At A it is hinged support and at B it has roller support. So, In the above beam, the reaction occurred at A is vertically upward and also in a horizontal direction. Because hinge support has two reactions. So, in the above beam, Totally three unknown reaction which is two reactions at support A and one unknown reaction at B.

If the number of unknown reactions is less than or equal to equilibrium reaction i. The above beam, It has two hinge support in which, A has two reactions and B has also two reactions. The image below is a common situation of a statically indeterminate beam system. I will go into detail on how to step up and solve this problem using deflection. This is where you use the right hand rule. There are no forces in the X or Z direction and therefore nothing to cause rotation on the Y axis.

Therefore, we are left with 3 equations, force in the Y direction and moments about X and Z. Unfortunately, we have 4 supports and is statically indeterminate. Or is it? This is a case where we can use deflection to find out how the loads are distributed and what the moment on the beams are.
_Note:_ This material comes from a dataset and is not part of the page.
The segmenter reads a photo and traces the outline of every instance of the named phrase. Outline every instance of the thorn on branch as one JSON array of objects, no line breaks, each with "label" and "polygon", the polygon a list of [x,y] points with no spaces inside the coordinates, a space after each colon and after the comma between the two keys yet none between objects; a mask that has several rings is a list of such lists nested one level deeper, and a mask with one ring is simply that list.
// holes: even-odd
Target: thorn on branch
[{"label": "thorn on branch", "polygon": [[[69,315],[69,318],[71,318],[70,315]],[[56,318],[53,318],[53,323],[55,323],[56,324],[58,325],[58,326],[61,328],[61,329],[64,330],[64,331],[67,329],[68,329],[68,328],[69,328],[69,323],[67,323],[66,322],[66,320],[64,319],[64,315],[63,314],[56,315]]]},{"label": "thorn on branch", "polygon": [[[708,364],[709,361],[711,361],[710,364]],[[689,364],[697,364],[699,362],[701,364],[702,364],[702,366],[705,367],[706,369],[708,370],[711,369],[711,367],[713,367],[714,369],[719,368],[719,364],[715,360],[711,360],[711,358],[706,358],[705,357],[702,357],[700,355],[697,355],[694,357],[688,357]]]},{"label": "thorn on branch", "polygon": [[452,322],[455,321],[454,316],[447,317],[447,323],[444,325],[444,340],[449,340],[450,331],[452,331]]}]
When we look at a simply supported beam with a load in the center, we can look up the beam deflection in any table and find:.

At the center where the load is applied, the deflections will be the same, causing the loads to be unequal. It is at this point, that we are able to come up with two new equations,. Combining these equations together can get us a workable set of equations able to find all of the reactions as well as the deflection of the beam. Since the load at each end of the beam is half of the load applied, R 1 is lb and R 2 is lb. Here we have to use a different load case for the green beam, but the blue beam will remain the same.

In this situation, the following equations still hold because the load is placed at where the beams cross. Where a is 24 in and b is 48 in from the dimensioned drawing above.

Using the data from Table 1, we can now come up with our 4 equations and solve them. You can see, that moving the beams off center made very little difference to the process of solving for the indeterminate beam system.

However, we still need the deflections to match where the beams cross. We will need to have the loads be equal but in opposite directions to remain in a static conditions. Thus, our equations become:. In this case, we have 2 loads acting upon the longer beam: the load applied and the load between the two members.